ECLI:NL:RBROT:2022:4697
Rechtbank Rotterdam
- Eerste aanleg - enkelvoudig
- Rechtspraak.nl
Besluit over uitkering ex-werknemer moest ook aan de werkgever worden bekendgemaakt
Op 9 juni 2022 heeft de Rechtbank Rotterdam uitspraak gedaan in een zaak waarbij de werkgever van een ex-werknemer bezwaar had gemaakt tegen een besluit van het Uitvoeringsinstituut werknemersverzekeringen (UWV) over de toekenning van een uitkering. Het primaire besluit, dat op 15 juli 2019 was genomen, kende de ex-werknemer een uitkering toe op grond van de Wet werk en inkomen naar arbeidsvermogen.

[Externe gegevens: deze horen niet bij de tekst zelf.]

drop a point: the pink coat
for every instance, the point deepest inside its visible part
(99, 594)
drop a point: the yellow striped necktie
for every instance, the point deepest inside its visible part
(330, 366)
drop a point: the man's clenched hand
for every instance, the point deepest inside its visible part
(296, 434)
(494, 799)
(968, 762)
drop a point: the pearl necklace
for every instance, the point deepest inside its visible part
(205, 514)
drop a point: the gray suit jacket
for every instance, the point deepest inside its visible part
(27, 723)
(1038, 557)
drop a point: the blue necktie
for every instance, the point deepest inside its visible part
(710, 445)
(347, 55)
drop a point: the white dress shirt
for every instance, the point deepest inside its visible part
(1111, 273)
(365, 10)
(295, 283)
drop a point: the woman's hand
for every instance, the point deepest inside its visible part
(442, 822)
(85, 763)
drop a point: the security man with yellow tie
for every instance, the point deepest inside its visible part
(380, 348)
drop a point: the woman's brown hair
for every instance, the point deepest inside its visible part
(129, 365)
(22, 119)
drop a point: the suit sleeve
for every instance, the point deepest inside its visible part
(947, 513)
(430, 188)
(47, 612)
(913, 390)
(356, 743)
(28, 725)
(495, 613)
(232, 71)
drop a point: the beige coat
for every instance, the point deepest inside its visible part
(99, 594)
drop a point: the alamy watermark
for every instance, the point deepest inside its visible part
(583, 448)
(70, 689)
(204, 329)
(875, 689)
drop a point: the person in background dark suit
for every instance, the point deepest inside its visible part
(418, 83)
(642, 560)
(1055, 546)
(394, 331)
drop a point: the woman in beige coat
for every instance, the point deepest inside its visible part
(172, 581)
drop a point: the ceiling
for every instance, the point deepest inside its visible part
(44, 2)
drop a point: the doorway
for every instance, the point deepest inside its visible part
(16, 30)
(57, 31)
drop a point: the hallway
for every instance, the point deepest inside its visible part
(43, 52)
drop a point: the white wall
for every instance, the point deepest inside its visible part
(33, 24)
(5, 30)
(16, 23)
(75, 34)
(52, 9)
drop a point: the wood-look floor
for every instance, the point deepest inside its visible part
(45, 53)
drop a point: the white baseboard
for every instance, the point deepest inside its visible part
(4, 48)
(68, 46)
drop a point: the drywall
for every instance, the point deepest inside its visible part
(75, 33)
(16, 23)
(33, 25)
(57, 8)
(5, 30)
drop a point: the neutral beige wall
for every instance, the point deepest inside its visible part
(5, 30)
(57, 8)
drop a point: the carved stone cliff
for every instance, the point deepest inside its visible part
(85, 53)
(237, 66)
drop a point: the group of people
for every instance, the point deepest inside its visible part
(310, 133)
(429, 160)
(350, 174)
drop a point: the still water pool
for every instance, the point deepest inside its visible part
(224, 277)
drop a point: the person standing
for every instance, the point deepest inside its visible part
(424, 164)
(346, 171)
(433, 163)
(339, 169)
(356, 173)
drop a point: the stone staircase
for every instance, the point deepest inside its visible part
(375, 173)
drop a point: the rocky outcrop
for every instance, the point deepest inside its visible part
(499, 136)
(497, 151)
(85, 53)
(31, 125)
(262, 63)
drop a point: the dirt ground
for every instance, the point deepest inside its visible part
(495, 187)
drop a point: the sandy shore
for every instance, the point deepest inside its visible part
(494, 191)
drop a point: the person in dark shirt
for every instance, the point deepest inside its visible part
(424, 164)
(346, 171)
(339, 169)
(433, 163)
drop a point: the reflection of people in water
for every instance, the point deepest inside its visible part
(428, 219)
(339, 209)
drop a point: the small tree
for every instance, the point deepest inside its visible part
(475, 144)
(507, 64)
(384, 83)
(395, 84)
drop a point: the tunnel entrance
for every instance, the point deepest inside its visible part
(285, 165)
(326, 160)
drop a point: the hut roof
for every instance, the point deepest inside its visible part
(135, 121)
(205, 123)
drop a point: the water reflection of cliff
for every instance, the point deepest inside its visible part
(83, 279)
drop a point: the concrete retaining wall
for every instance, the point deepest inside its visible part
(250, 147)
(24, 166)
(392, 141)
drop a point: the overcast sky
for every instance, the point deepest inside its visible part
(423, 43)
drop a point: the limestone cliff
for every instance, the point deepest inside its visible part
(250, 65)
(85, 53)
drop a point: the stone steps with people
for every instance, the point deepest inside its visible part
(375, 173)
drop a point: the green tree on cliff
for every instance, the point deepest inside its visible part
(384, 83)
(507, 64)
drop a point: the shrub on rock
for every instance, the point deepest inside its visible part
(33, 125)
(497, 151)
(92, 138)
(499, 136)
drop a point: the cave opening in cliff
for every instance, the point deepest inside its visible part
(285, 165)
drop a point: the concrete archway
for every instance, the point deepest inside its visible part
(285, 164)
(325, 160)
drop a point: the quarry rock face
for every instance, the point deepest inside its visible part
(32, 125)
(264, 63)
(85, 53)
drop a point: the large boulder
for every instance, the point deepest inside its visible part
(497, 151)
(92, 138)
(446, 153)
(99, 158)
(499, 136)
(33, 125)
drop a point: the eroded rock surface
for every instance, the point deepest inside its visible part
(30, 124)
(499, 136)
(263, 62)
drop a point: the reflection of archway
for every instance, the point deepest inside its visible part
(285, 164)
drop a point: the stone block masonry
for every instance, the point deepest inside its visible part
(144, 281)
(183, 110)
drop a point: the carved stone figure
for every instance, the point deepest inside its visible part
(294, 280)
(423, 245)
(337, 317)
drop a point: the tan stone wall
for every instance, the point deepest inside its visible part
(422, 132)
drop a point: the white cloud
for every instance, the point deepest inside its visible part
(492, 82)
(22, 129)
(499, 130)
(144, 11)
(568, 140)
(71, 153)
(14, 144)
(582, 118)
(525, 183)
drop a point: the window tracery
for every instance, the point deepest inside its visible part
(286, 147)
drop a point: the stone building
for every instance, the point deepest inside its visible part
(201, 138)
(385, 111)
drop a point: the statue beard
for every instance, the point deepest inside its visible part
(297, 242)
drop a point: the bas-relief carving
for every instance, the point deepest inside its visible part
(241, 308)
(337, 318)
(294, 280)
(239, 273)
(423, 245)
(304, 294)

Dit besluit was echter niet aan de werkgever bekendgemaakt, wat volgens de rechtbank noodzakelijk was omdat het besluit financiële gevolgen had voor de werkgever in de vorm van een gedifferentieerde premie. De rechtbank oordeelde dat de werkgever tijdig bezwaar had gemaakt, en dat het UWV het bezwaar inhoudelijk had moeten behandelen. De rechtbank verklaarde het verzet en het beroep van de werkgever gegrond, vernietigde het bestreden besluit en droeg het UWV op om een nieuw besluit te nemen. Tevens werd het UWV veroordeeld tot vergoeding van de proceskosten van de werkgever en het betaalde griffierecht. De uitspraak benadrukt het belang van de bekendmaking van besluiten die ook gevolgen hebben voor derden, zoals werkgevers, en bevestigt de termijn voor het indienen van bezwaar.